[llvm-dev] TSAN hack on AArch64 for Android

Wed Aug 19 03:29:07 PDT 2015

Wait, this change is not submitted yet, right? Or you mean mailing of
this change in bad shape?

I consider this change as work-in-progress where author is looking for
feedback on his ongoing progress. I guess the change description
should have been spelled this very explicitly.
This change definitely needs more work to be submitted, splitting into
smaller patches with a plan for submission order, refactoring,
cleanup, etc. That is no question.
As for the design, there is not much to design upfront, as you
discover most of the issue only when you hit them (I would not foresee
them). Also, most of the changes in the patch are just spot fixes
(e.g. if a struct definition is different on the new platform, you
just need to provide a correct definition), there is nothing to design
there.

Regarding the tls, whether we call it "emulation" or not, I believe we
can do it a very neat and laconic form.

Refactoring of tsan per-thread structures in preparation for the
"emulation" should go in independently. Agree.
Aarch64 support is already submitted to tsan as far as I see.

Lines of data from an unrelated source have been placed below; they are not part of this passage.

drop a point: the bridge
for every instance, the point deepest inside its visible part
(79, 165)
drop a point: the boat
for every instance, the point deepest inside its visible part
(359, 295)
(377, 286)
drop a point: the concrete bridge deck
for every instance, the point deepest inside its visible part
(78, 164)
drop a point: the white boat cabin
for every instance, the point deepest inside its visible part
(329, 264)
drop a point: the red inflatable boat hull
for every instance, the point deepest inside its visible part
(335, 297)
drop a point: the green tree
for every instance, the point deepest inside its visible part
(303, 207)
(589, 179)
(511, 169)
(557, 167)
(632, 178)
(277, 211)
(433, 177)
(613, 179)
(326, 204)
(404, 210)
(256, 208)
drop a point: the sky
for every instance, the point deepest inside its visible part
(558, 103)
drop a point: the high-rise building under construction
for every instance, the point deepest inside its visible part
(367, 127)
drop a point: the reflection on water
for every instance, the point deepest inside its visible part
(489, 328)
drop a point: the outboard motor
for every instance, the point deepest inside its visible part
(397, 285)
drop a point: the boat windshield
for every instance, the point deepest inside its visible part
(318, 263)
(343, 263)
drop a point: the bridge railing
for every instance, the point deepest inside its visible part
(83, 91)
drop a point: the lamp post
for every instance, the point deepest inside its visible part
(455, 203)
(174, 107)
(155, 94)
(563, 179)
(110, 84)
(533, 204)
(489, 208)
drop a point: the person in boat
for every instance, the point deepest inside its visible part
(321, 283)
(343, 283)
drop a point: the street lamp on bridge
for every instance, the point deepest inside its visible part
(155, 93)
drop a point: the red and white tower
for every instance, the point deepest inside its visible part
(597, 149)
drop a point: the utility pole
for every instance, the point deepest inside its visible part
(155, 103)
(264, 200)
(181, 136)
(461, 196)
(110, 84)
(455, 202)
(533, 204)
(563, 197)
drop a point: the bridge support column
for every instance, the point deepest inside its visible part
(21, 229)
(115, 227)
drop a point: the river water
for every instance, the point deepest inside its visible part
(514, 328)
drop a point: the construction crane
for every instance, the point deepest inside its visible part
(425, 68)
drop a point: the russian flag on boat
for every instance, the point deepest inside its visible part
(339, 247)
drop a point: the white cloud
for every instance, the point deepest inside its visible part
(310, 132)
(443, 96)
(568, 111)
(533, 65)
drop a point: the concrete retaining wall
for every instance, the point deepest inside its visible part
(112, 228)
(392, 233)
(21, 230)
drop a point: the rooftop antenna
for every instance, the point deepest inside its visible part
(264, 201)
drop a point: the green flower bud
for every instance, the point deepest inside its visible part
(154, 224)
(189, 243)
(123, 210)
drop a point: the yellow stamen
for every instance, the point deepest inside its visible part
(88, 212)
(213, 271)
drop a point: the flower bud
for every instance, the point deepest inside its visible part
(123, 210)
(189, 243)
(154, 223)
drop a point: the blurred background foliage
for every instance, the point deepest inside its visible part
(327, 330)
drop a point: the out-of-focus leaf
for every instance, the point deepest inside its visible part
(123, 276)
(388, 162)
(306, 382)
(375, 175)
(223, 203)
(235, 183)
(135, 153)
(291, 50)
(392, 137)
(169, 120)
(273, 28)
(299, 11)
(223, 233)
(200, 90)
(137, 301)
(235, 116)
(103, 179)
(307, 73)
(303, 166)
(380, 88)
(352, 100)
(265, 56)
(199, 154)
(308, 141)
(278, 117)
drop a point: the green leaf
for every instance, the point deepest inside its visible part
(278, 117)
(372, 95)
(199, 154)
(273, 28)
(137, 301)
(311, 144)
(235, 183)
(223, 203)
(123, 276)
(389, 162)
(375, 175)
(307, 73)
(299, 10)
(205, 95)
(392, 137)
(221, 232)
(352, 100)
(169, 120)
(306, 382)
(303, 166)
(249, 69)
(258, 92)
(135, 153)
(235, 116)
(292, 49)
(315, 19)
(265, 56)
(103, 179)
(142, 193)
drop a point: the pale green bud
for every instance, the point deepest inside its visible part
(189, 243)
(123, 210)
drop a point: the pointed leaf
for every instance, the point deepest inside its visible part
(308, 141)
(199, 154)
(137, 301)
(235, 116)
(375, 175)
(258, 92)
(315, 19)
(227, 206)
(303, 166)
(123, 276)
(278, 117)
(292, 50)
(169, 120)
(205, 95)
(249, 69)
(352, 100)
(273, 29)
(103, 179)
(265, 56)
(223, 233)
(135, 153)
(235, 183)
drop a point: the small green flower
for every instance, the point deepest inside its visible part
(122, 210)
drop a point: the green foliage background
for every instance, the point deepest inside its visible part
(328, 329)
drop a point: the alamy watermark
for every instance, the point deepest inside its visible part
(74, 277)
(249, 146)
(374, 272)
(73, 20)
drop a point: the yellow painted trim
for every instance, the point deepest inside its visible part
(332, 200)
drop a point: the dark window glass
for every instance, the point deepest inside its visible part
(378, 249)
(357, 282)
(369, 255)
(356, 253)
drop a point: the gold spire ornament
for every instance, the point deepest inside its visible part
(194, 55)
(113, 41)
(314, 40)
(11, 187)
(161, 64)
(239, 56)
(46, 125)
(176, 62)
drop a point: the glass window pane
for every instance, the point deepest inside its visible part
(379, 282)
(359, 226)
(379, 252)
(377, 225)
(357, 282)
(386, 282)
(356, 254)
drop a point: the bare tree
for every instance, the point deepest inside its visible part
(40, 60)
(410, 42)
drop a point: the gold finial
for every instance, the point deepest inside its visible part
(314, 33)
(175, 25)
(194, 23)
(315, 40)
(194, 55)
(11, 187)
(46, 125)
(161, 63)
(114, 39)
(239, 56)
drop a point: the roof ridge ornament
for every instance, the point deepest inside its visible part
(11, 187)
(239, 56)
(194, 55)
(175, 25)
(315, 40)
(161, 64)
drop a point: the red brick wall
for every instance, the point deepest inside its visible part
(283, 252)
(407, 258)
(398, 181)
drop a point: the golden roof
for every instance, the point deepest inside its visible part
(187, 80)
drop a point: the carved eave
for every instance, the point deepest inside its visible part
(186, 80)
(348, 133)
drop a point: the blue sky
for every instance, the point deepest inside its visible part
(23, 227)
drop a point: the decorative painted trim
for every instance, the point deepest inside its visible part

On Wed, Aug 19, 2015 at 1:11 AM, Renato Golin <renato.golin at linaro.org> wrote:
> On 18 August 2015 at 22:32, Dmitry Vyukov <dvyukov at google.com> wrote:
>> So the problem is only with the tls emulation, right?
>
> No. It's with the whole patch, including its contents, how it was
> submitted, what is its purpose and how nobody cared about any of this.
>
> Adding TLS emulation is, in its own, a worthy feature. It allows for
> platforms that can't do full TLS to use TSAN, which is a great tool.
>
> But when you want to add a feature to a tool that runs on multiple
> architectures, you plan the feature, you design it, you send an RFC
> email, you discuss in the list.
>
> Then you go about the implementation, submit some preparation patches,
> clean up code, and have some more discussions. For a good example, see
> Daniel Sanders' "The trouble with triples" and the associated patches.
> It takes a lot of time to conjure a new feature in a complex piece of
> software, but more than that, needs consensus and people designing it
> beforehand.
>
> But when someone dumps a patch that is nowhere near production
> quality, or would even compile in most platforms, people should be
> backing up and saying: "Wait a minute. What are you trying to do, and
> how did you get here?". We had a similar issue a few months back with
> the new Stride Vectorizer. Fantastic feature, one that I had worked
> before, but it took us a whole month of "code review" to figure out
> that the whole patch was just wrong, and had to be completely
> re-written, from where we had stopped two years back.
>
> I'm doing the same now. Let's make sure to agree on what's being
> proposed, THEN we'll agree if that's worthy or not, THEN we'll agree
> what's the best implementation, THEN we'll review code. We can't start
> from the last iteration, as that'll invariably lead to poor code going
> in.
>
> Furthermore, you don't get TLS+TSAN+AArch64+Android support in a
> single patch! The likelihood that we'll end up reverting it a hundred
> times is really high, and that will completely unbalance our buildbot
> infrastructure and break everyone else's workflow. Slow is faster than
> ludicrous. One step at a time, please.
>
> First, let's get TSAN working on AArch64. Adhemerval is working on
> that. Then, let's see what's missing for Android. Ok, TLS emulation is
> required, at least for the time being. What other architecture would
> benefit from TLS emulation? None? Ok, then we set out to change the
> code, so that TLS emulation can go in. Meanwhile, a group of people
> discuss (in public) the design of such framework, and in time, a
> number of patches will start to go in, one by one, until the feature
> is on. Only then we'll get Android using it.
>
> The time will also give buildbots enough iterations to pick any bug
> that we don't find on code review. Bugs that would be obscured by a
> giant patch with many other more obvious bugs exploding our CI
> infrastructure and getting reverted by angry bot maintainers.
>
>
>
>> I don't know what it worth to add __thread support to android, and
>> whether somebody is going to address it soon.
>
> Wouldn't it be better to know that before submitting a large change to
> another code base? If there is evidence that this is never going to
> happen, or that, for some very strong engineering reasons, it's not
> possible to do it, then the reasons to do TLS emulation are thoroughly
> justified. Right now, it's just a hunch.
>
>
>> But I think we can make the tls emulation _much_ cleaner. First, we
>> need to put all tsan per-thread data into ThreadState object, accesses
>> to ThreadState are already wrapped into cur_thread() function. So now
>> we have a single function to modify, no macros spread across the
>> codebase, no new files, etc.
>
> I'm no expert in that field, but this sounds like a good plan. Doesn't
> seem to be part of this patch, though. Nor it should, as it actually
> should have been a preparatory patch, submitted after all interested
> parties agreed that TLS emulation is the way to go.
>
>
>> INLINE ThreadState *cur_thread() {
>> #ifdef REAL_TLS
>>   return reinterpret_cast<ThreadState *>(&cur_thread_placeholder);
>> #else
>>   return reinterpret_cast<ThreadState *>(__get_tls()[ANDROID_TSAN_TLS_SLOT]);
>> #endif
>> }
>>
>> Which is roughly the same code-wise, but faster and safer.
>
> Dan "Eastwood" Albert has pulled the trigger. :)
>
> This looks reasonable to me. Does this still mean you need the
> emulation, or is Android going to give you a "reasonably looking
> ThreadState"?
>
> cheers,
> --renato